Tuesday, April 13, 2010

My wife is so proud of this blooming rhododendron. She has grown a green thumb and it leaves its mark all around our front and back yards. She used to say that all plants died in her presence. Not so anymore. This flower is not far from the eggs pictured below and soon I will post a picture of what has become!


This project will explore a new passion of mine, new in the last year or so, cycling.

What's a cog?
A cog is another name for a sprocket which is a toothed wheel or gear that is part of a chain drive. Originally, "cog" referred to just a single tooth on a "cog wheel." Then "cog wheel" was shortened by popular usage to "cog."

I like to rhyme. Most writers do if they write with their ear, because readers and speakers love to rhyme. This dates as far back as the invention of the wheel when the cooks yelled out, when you finish with that you can have your dinner." But of course it sounded better with, "finish the wheel if you want your meal."

I tell my students to look for rhyme, repetition, and alliteration in their reading and writing. Simple concepts and easy to practice. It's kind of like cycling. You begin where you begin, maybe staying upright on the thing and one by one you learn a new trick, a new technique. I liken writing to cycling. Everyone thinks that Faulkner and Fabian Cancellara were carved out of stone as phenoms, but that's not true. They practiced and practiced and practiced some more. They listened to every thing and every one that would share secrets. And then they became master thieves and stole all the tricks from their mentors and worked them into their own tricks and trades. Sure, I'll concede that for the truly remarkable there is talent woven in which the rest of us could only dream of, but a craft well mastered is mostly about habit forming, practice, and the occasional calculated risk.
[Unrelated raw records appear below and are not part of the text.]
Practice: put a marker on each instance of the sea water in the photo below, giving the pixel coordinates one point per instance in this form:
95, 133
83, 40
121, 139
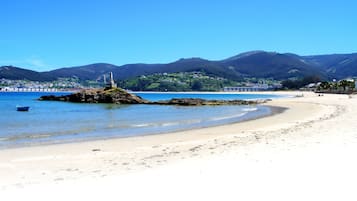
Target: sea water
49, 122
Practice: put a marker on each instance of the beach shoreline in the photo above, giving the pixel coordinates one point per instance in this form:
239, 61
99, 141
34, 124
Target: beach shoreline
306, 126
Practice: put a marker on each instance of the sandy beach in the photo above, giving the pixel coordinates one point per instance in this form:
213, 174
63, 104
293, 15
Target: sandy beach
306, 152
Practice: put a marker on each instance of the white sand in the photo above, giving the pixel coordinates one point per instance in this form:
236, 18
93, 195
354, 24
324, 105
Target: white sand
307, 152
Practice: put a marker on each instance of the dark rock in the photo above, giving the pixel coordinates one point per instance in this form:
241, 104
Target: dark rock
198, 102
116, 95
119, 96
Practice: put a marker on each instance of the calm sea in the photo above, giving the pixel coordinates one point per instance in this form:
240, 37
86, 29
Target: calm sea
61, 122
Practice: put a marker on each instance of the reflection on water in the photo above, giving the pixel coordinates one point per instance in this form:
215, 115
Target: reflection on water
54, 122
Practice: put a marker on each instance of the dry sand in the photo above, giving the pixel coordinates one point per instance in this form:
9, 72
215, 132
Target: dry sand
308, 152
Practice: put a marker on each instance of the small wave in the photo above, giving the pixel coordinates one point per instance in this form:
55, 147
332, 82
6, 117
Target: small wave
250, 109
228, 117
169, 124
142, 125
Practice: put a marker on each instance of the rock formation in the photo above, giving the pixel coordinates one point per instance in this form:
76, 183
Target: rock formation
115, 95
120, 96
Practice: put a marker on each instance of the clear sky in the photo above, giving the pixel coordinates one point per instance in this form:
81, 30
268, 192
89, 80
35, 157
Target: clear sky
47, 34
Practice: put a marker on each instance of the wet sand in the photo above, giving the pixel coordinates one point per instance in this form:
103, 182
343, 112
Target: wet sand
304, 153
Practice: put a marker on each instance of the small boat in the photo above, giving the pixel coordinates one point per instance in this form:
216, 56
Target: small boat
22, 108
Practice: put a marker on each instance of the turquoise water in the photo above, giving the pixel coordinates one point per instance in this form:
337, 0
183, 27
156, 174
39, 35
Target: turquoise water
60, 122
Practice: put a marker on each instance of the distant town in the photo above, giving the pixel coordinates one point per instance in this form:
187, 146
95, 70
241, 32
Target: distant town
36, 86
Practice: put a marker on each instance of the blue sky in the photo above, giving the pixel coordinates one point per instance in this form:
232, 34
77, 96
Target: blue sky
47, 34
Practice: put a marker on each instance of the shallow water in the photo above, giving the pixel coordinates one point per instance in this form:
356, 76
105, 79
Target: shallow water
59, 122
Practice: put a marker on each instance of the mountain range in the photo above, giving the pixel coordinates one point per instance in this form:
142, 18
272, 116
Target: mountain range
258, 64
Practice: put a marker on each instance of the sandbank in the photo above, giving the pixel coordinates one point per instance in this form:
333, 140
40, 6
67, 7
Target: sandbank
304, 153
Is this about writing or cycling? Well, if you know me, and you probably don't, I'll make analogies of anything. Running and Writing, Cycling and Writing, Prayer and Yoga, Running and Faith.

Back to the Bike

I began with a fixed-gear bike called a Cannondale Capo. Thanks to my friends at REI I made this purchase in the Spring of 2009. My bike is black and white, simple and sleek. The rear wheel can be flip-flopped so it also doubles as a single speed with a free wheel. When it is set up fixey the crank arms stay in motion when pressure is applied. It might be easier to explain what the bike won't do, which is coast. The cog pictured above (or soon to be) is the original rear cog that came with the bike. It has 18 teeth or protruding points that grab hold of the chain as it rattles by again and again and again. Eighteen is also the day of my birthday in June so when I removed this cog, cleaned off the grease, the idea of this blog began to blossom. I just switched my fixey set up form this 18t cog to a 16t cog so that I could spin a little slower on the downhills around town as I commute to and fro. It also makes me work a little harder on the uphills which is good for overall fitness and a big race I have coming up in June.
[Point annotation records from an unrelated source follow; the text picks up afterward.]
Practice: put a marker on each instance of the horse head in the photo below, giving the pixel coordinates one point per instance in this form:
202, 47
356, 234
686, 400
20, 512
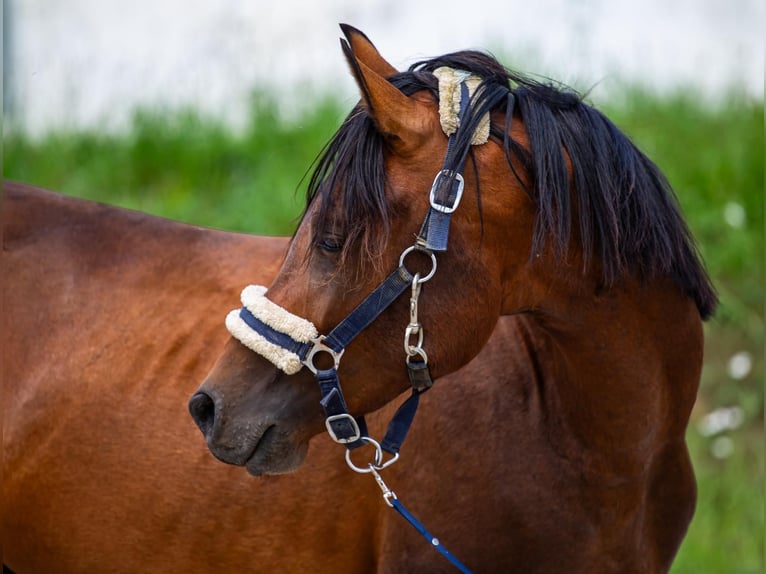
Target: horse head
548, 187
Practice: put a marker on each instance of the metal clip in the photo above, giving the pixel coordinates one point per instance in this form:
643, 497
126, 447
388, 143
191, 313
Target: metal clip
414, 328
388, 494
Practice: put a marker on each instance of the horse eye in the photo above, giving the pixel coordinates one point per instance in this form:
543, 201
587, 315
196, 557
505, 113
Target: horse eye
330, 244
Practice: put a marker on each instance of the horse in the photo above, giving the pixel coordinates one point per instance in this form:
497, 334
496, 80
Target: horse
548, 224
112, 317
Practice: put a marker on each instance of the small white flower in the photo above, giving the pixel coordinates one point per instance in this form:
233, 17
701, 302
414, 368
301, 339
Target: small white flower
740, 365
719, 420
734, 214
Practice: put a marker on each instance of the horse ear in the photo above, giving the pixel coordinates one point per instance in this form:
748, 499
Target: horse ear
365, 51
394, 113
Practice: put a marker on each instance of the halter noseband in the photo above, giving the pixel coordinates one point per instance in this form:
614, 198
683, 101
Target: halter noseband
291, 342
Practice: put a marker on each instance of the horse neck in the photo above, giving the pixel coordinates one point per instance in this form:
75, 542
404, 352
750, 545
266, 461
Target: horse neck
621, 370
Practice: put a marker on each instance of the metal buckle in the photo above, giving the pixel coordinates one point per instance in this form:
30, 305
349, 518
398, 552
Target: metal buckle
331, 419
320, 347
432, 196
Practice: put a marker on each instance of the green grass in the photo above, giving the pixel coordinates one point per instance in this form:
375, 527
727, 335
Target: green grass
184, 166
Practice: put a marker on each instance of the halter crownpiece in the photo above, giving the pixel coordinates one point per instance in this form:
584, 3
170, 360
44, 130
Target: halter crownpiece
451, 88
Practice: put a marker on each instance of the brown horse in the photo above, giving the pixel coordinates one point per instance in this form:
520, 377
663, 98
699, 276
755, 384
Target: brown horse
110, 317
564, 226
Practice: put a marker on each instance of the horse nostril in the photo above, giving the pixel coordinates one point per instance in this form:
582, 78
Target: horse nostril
202, 410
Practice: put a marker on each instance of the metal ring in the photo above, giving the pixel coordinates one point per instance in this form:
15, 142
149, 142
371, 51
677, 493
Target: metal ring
320, 347
412, 248
378, 457
412, 351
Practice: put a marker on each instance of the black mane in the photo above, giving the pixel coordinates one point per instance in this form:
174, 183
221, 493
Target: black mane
627, 213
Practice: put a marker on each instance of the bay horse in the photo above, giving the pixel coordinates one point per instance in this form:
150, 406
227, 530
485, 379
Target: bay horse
110, 319
565, 228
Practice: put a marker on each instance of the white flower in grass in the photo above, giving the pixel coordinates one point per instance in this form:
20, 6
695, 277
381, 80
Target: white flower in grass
740, 364
734, 214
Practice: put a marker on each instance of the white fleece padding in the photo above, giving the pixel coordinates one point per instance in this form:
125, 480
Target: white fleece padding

This blog will include posts on cycling, spiritual escapades, my travels up and down the American Tobacco Trail hoping to meet the face of Jesus as pastor of the Tobacco Trail Church. On the lighter side, it will contain reviews of products related to biking, running,and maybe even church. I might review endurance nutrition supplements or global politics. I'll try to keep cycling somehow related, but no promises. Comment harshly if necessary when I diverge, but such less traveled divergences worked for Robert Frost so no promises that I will stay the course.
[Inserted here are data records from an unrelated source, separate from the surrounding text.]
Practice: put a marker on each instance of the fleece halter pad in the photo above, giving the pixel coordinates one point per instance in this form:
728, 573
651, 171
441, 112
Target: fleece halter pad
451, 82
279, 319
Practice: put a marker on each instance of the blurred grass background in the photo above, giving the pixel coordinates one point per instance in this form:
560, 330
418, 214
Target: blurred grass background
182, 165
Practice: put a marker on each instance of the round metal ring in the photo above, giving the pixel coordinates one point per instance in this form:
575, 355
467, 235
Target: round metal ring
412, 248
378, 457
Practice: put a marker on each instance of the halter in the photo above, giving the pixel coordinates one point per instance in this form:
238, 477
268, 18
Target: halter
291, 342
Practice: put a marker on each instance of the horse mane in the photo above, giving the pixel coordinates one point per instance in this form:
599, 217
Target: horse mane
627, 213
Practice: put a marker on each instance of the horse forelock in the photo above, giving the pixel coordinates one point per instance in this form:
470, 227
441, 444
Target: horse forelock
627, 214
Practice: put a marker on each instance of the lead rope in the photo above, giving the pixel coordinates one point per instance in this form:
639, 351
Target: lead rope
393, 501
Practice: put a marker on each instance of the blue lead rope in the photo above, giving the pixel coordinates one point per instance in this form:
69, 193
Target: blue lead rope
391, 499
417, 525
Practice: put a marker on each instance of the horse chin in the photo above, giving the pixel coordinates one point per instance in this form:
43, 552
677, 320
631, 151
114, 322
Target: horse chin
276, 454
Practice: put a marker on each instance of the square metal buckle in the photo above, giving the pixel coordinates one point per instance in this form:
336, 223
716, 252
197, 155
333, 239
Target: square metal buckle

I also want to trace what I am learning as a budding cyclist. There is so much beta out there, so many experts, most generous, others more guarded. Their stories and advice may be helpful along the way. I am getting interested in various cycling disciplines: fixey, road, cyclocross, criterium and maybe more. I feel like there are insights along the way worth noting because I feel like once someone has become a master tradesman and habits become innate it is more difficult to re-trace the learning and growing process. I hope to map out some of my findings along the way. I hope you will join for the journey.